The first example is the composition of the diwan, the council3. What is particularly interesting is the way in which the theoretization of communal civic participation by the occupiers interacts with ottoman practices, themselves deriving from medieval heritages. But with a huge distortion which endangers not only the previous fragile balance, but also its fundaments, without promoting what we could call a modern administrative scheme that would make abstraction from the game of collective identity in order to promote revolutionary individual citizenship. Bonaparte nominates into the council religious muslim erudites and notables from the religious minorities. He goes further than the ottoman into the communal definition of civic participation. This is in no way neutral and will become in the next decades a classic feature of colonial clientelism.
What I am particularly interested in is also the evolution of existing charges of urban government, with an adapted definition.
Here I´d like to evoke the fate of the charge of naqid al ashraf, chief of the nobles. This figure palyed in the ottoman old regime the role of a chief of the urban institutions. As the naqib al ashraf fled, Makram, fled the french invasion and Bonaparte failed in convincing him to come back from exile in the neighboring ottoman province of Palestine, he appointed the head of the rival noble faction, Bakri, himself a contested figure in his own clan. So what Bonaparte played on is the playground of the factious games of the ottoman noble civic personnel. This is an important point to be noted.
The second example is the fate of what P.M. Holt defined for the end of the XVIIth century as a possible kind of tribun of the plebe4. Just as the ottoman balance, the French revolution led to its durable eclipse to the profit of more stable notables. So what al-Jabarti’s chronicle show is not only a process of conservatism, but also of sedimentation of long history of central control of local urban populist impulses. The Cairo revolt against French rule is a crucial moment in this process, as the naqib al ashraf was contested by the crowd, some nobles from other factions trying to play the role of tribuns. There the revolutionary movement against the old regime order is directed against the french revolution.
And the third example is about the link between civic rights, religion, submission to the state order and military rule.
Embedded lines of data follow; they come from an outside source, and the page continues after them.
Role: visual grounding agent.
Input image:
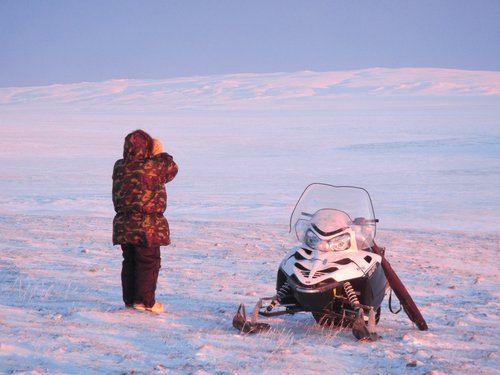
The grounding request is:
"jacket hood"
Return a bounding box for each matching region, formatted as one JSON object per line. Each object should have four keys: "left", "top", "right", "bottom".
{"left": 123, "top": 130, "right": 153, "bottom": 161}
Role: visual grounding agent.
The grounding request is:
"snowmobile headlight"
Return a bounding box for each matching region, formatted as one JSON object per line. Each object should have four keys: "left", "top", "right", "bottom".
{"left": 305, "top": 229, "right": 351, "bottom": 252}
{"left": 305, "top": 229, "right": 321, "bottom": 249}
{"left": 326, "top": 233, "right": 351, "bottom": 251}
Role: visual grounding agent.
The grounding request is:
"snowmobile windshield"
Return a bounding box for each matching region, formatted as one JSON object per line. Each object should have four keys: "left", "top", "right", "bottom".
{"left": 290, "top": 184, "right": 377, "bottom": 249}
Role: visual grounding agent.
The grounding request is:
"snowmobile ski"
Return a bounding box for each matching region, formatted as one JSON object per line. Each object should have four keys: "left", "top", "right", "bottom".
{"left": 232, "top": 302, "right": 271, "bottom": 334}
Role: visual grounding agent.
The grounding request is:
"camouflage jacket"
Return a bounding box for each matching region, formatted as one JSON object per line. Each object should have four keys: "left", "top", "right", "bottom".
{"left": 112, "top": 130, "right": 178, "bottom": 246}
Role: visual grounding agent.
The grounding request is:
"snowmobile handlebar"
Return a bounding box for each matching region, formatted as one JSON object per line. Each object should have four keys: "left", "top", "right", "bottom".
{"left": 353, "top": 217, "right": 379, "bottom": 225}
{"left": 300, "top": 213, "right": 378, "bottom": 225}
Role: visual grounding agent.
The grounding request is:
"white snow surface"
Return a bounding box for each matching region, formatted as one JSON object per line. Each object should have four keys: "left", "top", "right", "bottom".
{"left": 0, "top": 68, "right": 499, "bottom": 374}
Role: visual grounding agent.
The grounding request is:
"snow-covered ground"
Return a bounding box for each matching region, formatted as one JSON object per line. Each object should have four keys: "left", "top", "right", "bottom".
{"left": 0, "top": 68, "right": 499, "bottom": 374}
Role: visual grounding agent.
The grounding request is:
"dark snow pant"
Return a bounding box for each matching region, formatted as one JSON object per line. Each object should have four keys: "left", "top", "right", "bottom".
{"left": 121, "top": 244, "right": 161, "bottom": 308}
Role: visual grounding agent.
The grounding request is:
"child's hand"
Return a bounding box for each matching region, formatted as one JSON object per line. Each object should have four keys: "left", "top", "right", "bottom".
{"left": 152, "top": 139, "right": 163, "bottom": 155}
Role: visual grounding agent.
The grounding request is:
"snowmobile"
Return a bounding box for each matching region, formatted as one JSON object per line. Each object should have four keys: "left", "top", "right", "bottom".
{"left": 233, "top": 183, "right": 428, "bottom": 341}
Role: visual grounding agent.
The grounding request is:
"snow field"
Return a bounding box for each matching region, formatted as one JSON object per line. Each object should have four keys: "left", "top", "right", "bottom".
{"left": 0, "top": 214, "right": 498, "bottom": 374}
{"left": 1, "top": 68, "right": 499, "bottom": 373}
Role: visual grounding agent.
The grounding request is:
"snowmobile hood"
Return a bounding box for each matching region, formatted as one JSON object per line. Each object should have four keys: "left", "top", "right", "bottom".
{"left": 123, "top": 129, "right": 153, "bottom": 161}
{"left": 311, "top": 209, "right": 350, "bottom": 236}
{"left": 281, "top": 246, "right": 382, "bottom": 285}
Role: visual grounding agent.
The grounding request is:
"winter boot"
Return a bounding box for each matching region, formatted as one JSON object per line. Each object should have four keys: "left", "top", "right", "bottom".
{"left": 133, "top": 301, "right": 165, "bottom": 313}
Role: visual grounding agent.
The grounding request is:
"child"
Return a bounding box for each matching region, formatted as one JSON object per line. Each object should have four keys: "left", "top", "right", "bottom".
{"left": 112, "top": 130, "right": 178, "bottom": 313}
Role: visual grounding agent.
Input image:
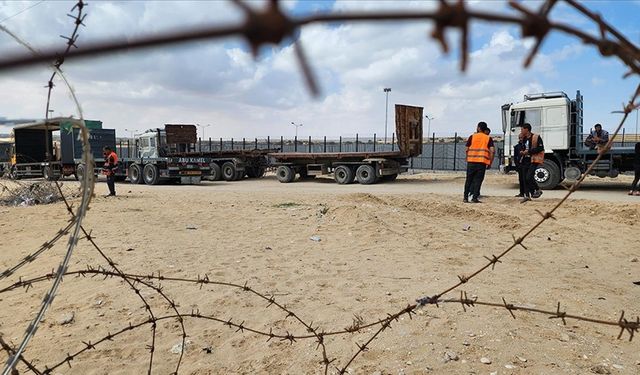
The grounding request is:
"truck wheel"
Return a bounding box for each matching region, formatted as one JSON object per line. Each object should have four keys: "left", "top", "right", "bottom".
{"left": 276, "top": 166, "right": 295, "bottom": 183}
{"left": 534, "top": 160, "right": 561, "bottom": 190}
{"left": 143, "top": 164, "right": 160, "bottom": 185}
{"left": 222, "top": 162, "right": 237, "bottom": 181}
{"left": 334, "top": 165, "right": 355, "bottom": 184}
{"left": 129, "top": 164, "right": 144, "bottom": 184}
{"left": 381, "top": 173, "right": 398, "bottom": 182}
{"left": 356, "top": 164, "right": 377, "bottom": 184}
{"left": 209, "top": 163, "right": 222, "bottom": 181}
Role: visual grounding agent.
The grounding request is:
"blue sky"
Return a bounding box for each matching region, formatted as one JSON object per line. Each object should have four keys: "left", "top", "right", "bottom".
{"left": 0, "top": 0, "right": 638, "bottom": 138}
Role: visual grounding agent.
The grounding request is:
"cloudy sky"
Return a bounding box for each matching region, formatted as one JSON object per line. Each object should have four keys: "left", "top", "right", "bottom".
{"left": 0, "top": 0, "right": 638, "bottom": 139}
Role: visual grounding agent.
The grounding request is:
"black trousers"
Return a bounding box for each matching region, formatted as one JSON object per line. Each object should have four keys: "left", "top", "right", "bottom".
{"left": 631, "top": 167, "right": 640, "bottom": 191}
{"left": 464, "top": 162, "right": 486, "bottom": 200}
{"left": 106, "top": 174, "right": 116, "bottom": 195}
{"left": 516, "top": 165, "right": 526, "bottom": 195}
{"left": 524, "top": 163, "right": 539, "bottom": 197}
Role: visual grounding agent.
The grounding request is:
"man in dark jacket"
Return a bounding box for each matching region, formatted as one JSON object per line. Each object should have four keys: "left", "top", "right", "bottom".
{"left": 514, "top": 133, "right": 526, "bottom": 197}
{"left": 519, "top": 123, "right": 545, "bottom": 203}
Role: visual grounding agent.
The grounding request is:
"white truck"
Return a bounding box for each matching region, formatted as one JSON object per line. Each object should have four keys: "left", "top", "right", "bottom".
{"left": 500, "top": 90, "right": 637, "bottom": 189}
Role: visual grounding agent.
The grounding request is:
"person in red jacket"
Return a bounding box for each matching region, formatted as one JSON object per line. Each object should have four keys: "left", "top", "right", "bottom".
{"left": 102, "top": 146, "right": 118, "bottom": 197}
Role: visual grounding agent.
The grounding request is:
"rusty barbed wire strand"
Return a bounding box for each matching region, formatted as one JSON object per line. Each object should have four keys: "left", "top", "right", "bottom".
{"left": 0, "top": 336, "right": 42, "bottom": 375}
The basic principles of the functioning of society as promoted by the French are in no way neutral in Egyptian and Ottoman history. The interaction is not between Enlightment and the dark ages of medieval backwardness, it is between a distorted idea of modernity and imperial ottoman interpretation of the medieval heritage of islamic governance, with the result of a displacement of the balance.
What emerges from this framework is then a dynamic picture in which external violent stimulations reveals the logics of the previous system in the very moment of its decline. It also reveals the ambiguities of the relationship with modernity. Because now that we avoided to start from there, we can try and go back in this direction of the interpretation of the ambiguous relationship with modernity. What is ambiguous is not necessarily that revolutionary principles were adapted to a specific cultural context. After all, isn’t Bonaparte himself the adaptation of revolutionary France to the French context? What is ambiguous is instead the distortion by a foreign power of the ottoman balance of old regime rule: communal relations, urban civic rights, fiscal principles. And here, it is not the abstract modernity, would it exist, that was promoted, but a specific image of the society to be reformed, based upon reified topoi. This was in no way neutral in the evolution of Egypt and in its relationship to administrative modernity. And this allows to go back to the global system in a journey of a global history rooted into global questionings about local changes.